The WiFi upgrade is worth it when: Your fermentation chamber is in a remote location (garage, basement, shed) where you don’t check temperature daily, the app notification for temperature deviations is genuinely valuable for catching refrigerator failures or probe disconnections before they ruin a batch. You travel for multiple days and want to monitor fermentation remotely. You want historical temperature logs for process documentation and recipe development, the app’s temperature graph is the best feature of the WiFi version for serious brewers who want to track fermentation profiles. You’re implementing temperature ramp schedules that benefit from remote adjustment (dialing up from 18°C to 21°C for diacetyl rest without physically going to the fermentation chamber). The standard ITC-308 is sufficient when: Your fermentation chamber is in your home where you walk past it daily. You don’t need historical temperature logging beyond visual confirmation. You want the simplest possible setup without app dependencies.

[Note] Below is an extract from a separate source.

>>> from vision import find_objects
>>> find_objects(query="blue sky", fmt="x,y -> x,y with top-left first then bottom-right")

Your WiFi infrastructure is 5GHz-only and you don’t want to add a 2.4GHz access point for the controller. Alternative controllers: The Inkbird ITC-310T adds a timer function for temperature step programming, useful for automatic diacetyl rest scheduling without manual adjustment. The Ranco ETC-111000 is an older standard in fermentation control with a reputation for long-term reliability, though it lacks the ITC-308’s visual display clarity. For serious brewers wanting full programmable fermentation profiles, dedicated fermentation controllers like the BrewPiRemix or Fermentrack running on Raspberry Pi provide more control depth than any of the Inkbird options.

Common Questions

Where should I place the temperature probe on a fermentation chamber?

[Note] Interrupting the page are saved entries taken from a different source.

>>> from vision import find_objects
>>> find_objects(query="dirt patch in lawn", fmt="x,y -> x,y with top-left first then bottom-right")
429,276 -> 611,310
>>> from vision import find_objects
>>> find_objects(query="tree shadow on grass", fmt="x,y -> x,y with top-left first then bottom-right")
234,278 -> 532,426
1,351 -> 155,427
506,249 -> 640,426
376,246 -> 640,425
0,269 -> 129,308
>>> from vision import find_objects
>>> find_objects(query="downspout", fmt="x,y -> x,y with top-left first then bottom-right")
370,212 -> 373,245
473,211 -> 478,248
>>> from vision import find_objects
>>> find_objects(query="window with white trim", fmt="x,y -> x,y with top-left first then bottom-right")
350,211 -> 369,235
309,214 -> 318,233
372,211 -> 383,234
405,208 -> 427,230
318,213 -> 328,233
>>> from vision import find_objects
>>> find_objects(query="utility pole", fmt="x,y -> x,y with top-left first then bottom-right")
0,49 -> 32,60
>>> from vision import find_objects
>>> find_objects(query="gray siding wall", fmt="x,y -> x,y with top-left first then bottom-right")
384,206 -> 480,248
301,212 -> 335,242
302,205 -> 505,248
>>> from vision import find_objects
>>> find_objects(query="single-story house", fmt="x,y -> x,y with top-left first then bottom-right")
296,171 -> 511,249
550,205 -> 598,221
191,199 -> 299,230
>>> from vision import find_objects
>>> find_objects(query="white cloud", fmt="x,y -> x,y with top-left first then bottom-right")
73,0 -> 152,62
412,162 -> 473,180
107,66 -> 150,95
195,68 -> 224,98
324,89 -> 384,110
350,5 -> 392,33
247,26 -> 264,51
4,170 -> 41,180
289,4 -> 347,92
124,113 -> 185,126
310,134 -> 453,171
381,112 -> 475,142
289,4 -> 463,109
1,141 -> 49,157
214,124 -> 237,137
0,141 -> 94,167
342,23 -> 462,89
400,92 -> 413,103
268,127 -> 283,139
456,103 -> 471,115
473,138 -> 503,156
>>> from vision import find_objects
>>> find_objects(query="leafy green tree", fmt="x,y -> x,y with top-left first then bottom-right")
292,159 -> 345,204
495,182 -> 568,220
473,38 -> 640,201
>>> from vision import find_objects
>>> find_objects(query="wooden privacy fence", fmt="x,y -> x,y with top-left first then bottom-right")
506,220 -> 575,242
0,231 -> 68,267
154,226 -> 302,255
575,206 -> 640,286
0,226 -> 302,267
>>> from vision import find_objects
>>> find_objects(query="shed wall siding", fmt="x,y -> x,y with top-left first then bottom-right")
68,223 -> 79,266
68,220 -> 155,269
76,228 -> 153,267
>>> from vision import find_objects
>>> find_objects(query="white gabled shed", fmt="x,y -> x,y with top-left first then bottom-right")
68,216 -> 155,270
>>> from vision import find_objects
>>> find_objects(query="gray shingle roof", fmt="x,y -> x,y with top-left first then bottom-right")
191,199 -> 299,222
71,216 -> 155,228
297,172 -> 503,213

Probe placement significantly affects how accurately the controller represents fermenter temperature versus ambient chamber temperature, and the right placement depends on what you’re trying to control. The two primary probe positions: (1) Fermenter surface: tape the probe to the side of the fermenter at the midpoint of the liquid level, then insulate the probe with a folded piece of foam or a neoprene sleeve to isolate it from ambient chamber air. This measures the fermenter surface temperature, which approximates wort temperature. The advantage: the probe responds to the actual fermenter temperature changes rather than the chamber air temperature. The disadvantage: the fermenter surface temperature lags several hours behind internal wort temperature during fast temperature changes, when wort cools from 20°C to 18°C, the surface may read 18°C while the core is still at 19°C. (2) Thermowell: a sealed stainless tube inserted through a stopper into the fermenter, with the probe inside the tube. This measures actual wort temperature directly and is the most accurate placement. Requires a thermowell port in the fermenter lid or a stopper-compatible thermowell. For fermentation temperature accuracy, not just chamber temperature, the thermowell is the superior placement. The practical recommendation for most homebrewers: tape the probe to the fermenter side under foam insulation. This produces good accuracy with simple setup and no thermowell requirement. The ±1–2°C lag between surface and core temperature is acceptable for most ale and lager fermentations where precision matters less than stability. For very temperature-sensitive fermentations (kveik high-temperature ales, lager primary), a thermowell is worth the additional setup.